Arya Tara (the venerable Tara) is enormously beloved among Buddhists, as it presents a kind of feminist and somewhat ecumenical revolution within Buddhism. According to a legend Tara was the princess Yeshe Dawa (jnana chandra in Sanskrit; Princess Moon Wisdom) in an ancient system where the Drum Sound Buddha resided; there she reached the state of bodhisattva in which she could choose how to reincarnate and she chose to always reincarnate as a woman (something that constitutes a rarity, although the Buddhas are neither men nor women, their gender and form is only a method to teach). Thus Tara for eons has taken the female form to help and inspire individuals living in ignorance of samsara to find the path to enlightenment.
Another story points out that Green Tara is the emanation of Avalokiteshavara, the Buddha of Compassion. When Avalokiteshvara was on a high mountain, he looked out over the oceans of samsara and watched the ceaseless torment of beings. From his purest compassion two tears were shed. A tear fell from his right eye, which was Bhrikuti, who was later reabsorbed by Avalokiteshvara and would later reincarnate as Princess Tritsun. Another tear fell from her left eye, which became Tara, who at birth called out to all Dharma practitioners and offered to intercede for her suffering, as a faithful companion to all who take the path of the bodhisattva.
This is the mantra associated with Green Tara:
Oṃ Tāre Tuttāre Ture Soha (The last word is usually pronounced Svāhā by Tibetans; v has a soft sound close to u.)
The mantra is a kind of call to Tara to intercede, destroy obstacles and expedite our enlightenment. Variations of the name «Tara» are used as devout petitions to elicit compassionate sweetness from her. «Om» represents the primordial cosmic sound, the state of essential illumination of all things; tare represents liberation from worldly suffering; tuttare represents individual spiritual liberation; ture represents the universal spiritual liberation and the Soha is an affirmation, similar to «so be it», and signifies the idea of enlightenment taking root in me.
Green Tara is especially recognized for removing obstacles. She is depicted in a posture in which she is ready to act, reckless, sitting in the meditative state but with one leg off her throne, showing her decisive dynamic.

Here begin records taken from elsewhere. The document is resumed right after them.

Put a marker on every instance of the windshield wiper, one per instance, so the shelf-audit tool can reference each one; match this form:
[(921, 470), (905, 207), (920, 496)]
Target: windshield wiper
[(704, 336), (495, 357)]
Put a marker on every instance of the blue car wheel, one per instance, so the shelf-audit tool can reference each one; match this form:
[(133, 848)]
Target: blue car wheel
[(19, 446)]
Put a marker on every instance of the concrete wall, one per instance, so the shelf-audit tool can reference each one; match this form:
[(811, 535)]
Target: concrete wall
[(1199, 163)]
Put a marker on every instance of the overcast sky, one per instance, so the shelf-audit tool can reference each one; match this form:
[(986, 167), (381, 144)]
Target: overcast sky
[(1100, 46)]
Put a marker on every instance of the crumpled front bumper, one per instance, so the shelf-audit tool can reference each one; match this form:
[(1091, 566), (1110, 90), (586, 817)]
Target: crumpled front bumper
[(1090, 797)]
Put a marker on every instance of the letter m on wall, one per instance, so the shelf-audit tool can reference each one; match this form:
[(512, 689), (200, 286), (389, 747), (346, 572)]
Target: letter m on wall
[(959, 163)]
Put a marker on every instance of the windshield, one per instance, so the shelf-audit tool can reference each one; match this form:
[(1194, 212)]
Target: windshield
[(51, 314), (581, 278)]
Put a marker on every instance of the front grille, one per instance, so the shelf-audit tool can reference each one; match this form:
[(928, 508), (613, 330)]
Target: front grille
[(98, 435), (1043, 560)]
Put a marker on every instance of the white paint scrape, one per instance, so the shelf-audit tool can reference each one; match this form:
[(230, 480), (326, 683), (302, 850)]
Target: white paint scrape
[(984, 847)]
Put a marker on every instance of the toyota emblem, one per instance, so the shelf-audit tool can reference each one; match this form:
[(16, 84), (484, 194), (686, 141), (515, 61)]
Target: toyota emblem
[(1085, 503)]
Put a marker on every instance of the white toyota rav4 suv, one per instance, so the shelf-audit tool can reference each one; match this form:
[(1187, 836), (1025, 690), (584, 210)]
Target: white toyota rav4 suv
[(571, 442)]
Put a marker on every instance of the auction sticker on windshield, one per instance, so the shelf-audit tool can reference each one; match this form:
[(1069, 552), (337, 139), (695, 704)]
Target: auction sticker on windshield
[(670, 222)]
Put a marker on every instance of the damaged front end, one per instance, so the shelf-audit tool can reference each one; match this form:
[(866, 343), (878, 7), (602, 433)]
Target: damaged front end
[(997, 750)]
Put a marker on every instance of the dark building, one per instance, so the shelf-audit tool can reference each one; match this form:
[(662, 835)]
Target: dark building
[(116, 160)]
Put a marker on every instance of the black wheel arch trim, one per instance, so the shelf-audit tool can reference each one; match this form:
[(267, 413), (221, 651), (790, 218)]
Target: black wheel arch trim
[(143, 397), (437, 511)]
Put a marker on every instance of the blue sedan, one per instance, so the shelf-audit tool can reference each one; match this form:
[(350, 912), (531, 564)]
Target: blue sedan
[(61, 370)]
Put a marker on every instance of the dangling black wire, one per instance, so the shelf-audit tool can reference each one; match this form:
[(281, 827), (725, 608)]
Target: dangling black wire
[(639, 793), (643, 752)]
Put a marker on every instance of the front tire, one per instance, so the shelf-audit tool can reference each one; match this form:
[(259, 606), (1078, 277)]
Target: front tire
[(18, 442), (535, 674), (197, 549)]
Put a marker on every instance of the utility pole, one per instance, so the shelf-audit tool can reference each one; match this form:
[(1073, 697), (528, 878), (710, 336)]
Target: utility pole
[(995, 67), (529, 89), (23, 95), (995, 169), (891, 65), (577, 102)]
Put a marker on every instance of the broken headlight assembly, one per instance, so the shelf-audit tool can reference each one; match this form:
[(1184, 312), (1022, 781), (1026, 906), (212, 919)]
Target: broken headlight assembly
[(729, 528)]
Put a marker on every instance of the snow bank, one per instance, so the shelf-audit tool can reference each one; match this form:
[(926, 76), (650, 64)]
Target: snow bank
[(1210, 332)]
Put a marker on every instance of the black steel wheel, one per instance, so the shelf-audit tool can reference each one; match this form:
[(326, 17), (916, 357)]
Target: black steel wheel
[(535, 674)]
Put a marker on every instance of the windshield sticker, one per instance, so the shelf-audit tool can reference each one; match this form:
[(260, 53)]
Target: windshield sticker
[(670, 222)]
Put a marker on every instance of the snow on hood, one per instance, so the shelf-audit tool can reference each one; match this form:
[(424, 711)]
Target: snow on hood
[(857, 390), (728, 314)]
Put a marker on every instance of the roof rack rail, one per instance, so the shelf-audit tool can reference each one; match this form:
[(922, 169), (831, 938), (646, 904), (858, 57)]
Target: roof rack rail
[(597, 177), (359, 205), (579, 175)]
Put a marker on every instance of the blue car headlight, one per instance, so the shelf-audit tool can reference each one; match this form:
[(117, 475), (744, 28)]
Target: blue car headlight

That is why it is said that her main quality «is an extraordinary compassionate resolution to benefit sentient beings by removing the causes that lead them to fear or anxiety.»
Green Tara has the characteristic of freeing from the eight obstacles or obscurations that her counterpart of material protection has about certain dangers: pride (represented with a lion), ignorance (wild elephants), hatred or anger (fire), envy (snakes), wrong view (thieves), greed (bondage), desire and attachment (floods) and delusional doubts (evil spirits or demons). It is said to be tuttare the term that protects from these eight external and internal damages.
It is said that his mantra is especially effective when used while visualizing another person, that is, imagining that Tara comes to benefit another person who is suffering difficulties. We can then turn to Tara as a graceful and expeditious emissary of our kind and compassionate wishes to others.